Iran has begun taking crude oil from a new platform installed at Salman oilfield, a major oil reserve located in the Persian Gulf and shared with the United Arab Emirates.
The official IRNA news agency said on Wednesday that oil production from the S1 drilling rig had started earlier in the day some six months after the giant structure was installed in a location around 140 kilometres off the Iranian island of Lavan in the Persian Gulf.
Production began after Iranian engineers and servicemen successfully hooked up the S1 platform and tested all its installations and connections to other rigs at Salman oilfield, said IRNA.
It was not clear how much the new oil rig will add to Iran’s production at Salman which currently stands at around 70,000 barrels per day (bpd).
However, taking crude from the rig, which has been fully designed and built inside Iran, comes at a time of increasing efforts by Iran to maintain and boost its oil production levels despite a fall in sales that has come as a result of American sanctions.
Shared oilfields have been a main focus of increased output schemes in Iran.

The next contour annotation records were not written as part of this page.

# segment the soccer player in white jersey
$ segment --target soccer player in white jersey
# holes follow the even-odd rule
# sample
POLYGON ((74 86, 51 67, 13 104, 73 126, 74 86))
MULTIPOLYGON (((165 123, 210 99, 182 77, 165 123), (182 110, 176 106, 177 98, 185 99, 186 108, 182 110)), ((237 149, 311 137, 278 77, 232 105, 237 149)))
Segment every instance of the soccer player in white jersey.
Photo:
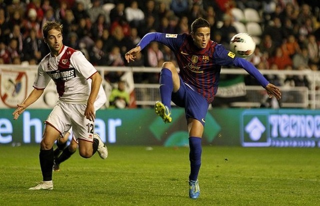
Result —
MULTIPOLYGON (((90 84, 91 85, 91 79, 89 79, 88 81, 90 82, 90 84)), ((104 90, 102 86, 100 87, 98 96, 94 104, 94 109, 96 111, 99 109, 106 103, 106 96, 104 90)), ((70 158, 76 151, 76 149, 78 147, 78 138, 74 136, 74 134, 72 133, 72 139, 70 141, 70 144, 68 146, 66 146, 69 136, 70 136, 70 134, 72 133, 72 129, 70 129, 63 137, 61 136, 60 138, 58 138, 56 140, 57 147, 54 151, 54 166, 52 167, 54 171, 60 171, 60 164, 70 158)), ((94 134, 94 138, 95 138, 97 139, 100 138, 98 134, 96 133, 94 134)), ((106 152, 100 153, 98 150, 98 153, 99 153, 100 157, 102 159, 104 159, 108 157, 108 150, 106 150, 106 152)))
POLYGON ((59 99, 45 121, 40 143, 39 159, 42 181, 30 190, 52 189, 54 165, 52 146, 56 140, 72 127, 78 139, 79 153, 89 158, 106 147, 100 139, 94 139, 96 110, 94 103, 101 87, 102 78, 96 68, 80 51, 64 45, 62 26, 47 22, 42 27, 44 40, 50 53, 42 60, 34 83, 34 90, 14 112, 14 119, 42 94, 51 79, 56 85, 59 99), (91 79, 91 88, 88 81, 91 79))

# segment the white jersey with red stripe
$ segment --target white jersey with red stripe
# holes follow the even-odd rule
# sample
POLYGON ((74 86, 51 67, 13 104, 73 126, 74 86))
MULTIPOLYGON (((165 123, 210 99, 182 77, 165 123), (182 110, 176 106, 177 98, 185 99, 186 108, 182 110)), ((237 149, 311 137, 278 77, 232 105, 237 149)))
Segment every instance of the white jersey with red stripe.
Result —
POLYGON ((87 80, 97 72, 81 52, 64 46, 57 57, 49 54, 44 58, 33 86, 44 89, 52 79, 60 101, 74 104, 86 104, 91 86, 87 80))

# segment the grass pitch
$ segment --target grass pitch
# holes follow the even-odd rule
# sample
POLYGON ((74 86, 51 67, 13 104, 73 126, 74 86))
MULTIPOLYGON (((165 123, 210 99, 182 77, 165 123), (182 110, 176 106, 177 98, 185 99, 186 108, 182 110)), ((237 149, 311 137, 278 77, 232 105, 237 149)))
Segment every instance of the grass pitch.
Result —
POLYGON ((320 202, 319 148, 205 146, 198 199, 188 195, 188 148, 109 146, 106 160, 78 152, 42 180, 39 146, 0 145, 1 205, 312 205, 320 202), (150 149, 150 148, 149 148, 150 149))

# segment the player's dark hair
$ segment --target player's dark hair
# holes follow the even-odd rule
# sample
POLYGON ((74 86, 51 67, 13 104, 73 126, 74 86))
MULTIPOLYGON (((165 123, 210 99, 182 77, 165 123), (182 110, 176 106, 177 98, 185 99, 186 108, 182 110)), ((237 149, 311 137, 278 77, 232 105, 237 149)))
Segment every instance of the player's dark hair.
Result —
POLYGON ((202 18, 198 18, 191 24, 191 32, 195 34, 198 28, 202 27, 208 27, 210 28, 210 24, 204 19, 202 18))
POLYGON ((52 29, 55 29, 56 30, 60 31, 62 33, 62 25, 58 22, 46 22, 44 25, 42 29, 42 32, 44 33, 44 37, 46 38, 48 36, 48 32, 49 31, 52 29))

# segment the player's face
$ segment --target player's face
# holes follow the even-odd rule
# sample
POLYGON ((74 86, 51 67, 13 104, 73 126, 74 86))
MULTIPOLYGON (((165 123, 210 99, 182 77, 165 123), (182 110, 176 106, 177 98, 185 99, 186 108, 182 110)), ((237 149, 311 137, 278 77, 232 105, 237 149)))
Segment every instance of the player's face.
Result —
POLYGON ((194 45, 199 49, 204 49, 210 41, 210 28, 201 27, 192 34, 194 45))
POLYGON ((52 55, 58 55, 59 54, 62 46, 62 34, 60 31, 52 29, 48 32, 48 37, 44 39, 44 42, 52 55))

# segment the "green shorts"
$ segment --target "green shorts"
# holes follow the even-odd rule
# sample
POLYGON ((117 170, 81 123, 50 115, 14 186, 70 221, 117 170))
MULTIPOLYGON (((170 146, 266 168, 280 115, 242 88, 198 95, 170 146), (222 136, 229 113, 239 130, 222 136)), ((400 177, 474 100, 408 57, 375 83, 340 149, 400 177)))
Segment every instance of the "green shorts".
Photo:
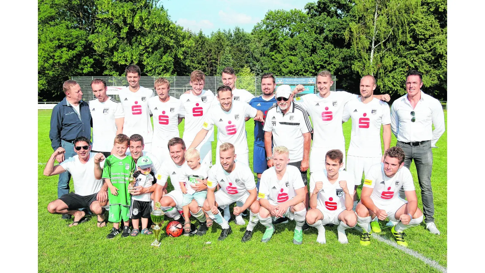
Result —
POLYGON ((129 220, 129 206, 121 205, 110 205, 110 215, 108 221, 112 223, 119 223, 123 221, 128 222, 129 220))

Oil Ministry authorities said earlier this week that production from oilfields located to the west of the Karun River and shared with Iraq had increased several fold in six years to reach 400,000 bpd this year.
That comes as development of oilfields faced a brief halt in recent years mainly because foreign contractors stalled the projects before leaving them under increasing American pressure.
Iran has also developed its massive natural gas reserves in the Persian Gulf, where production from South Pars, the world’s largest gas reserves which is shared with Qatar, has nearly tripled in six years to reach around 700 million cubic meters a day.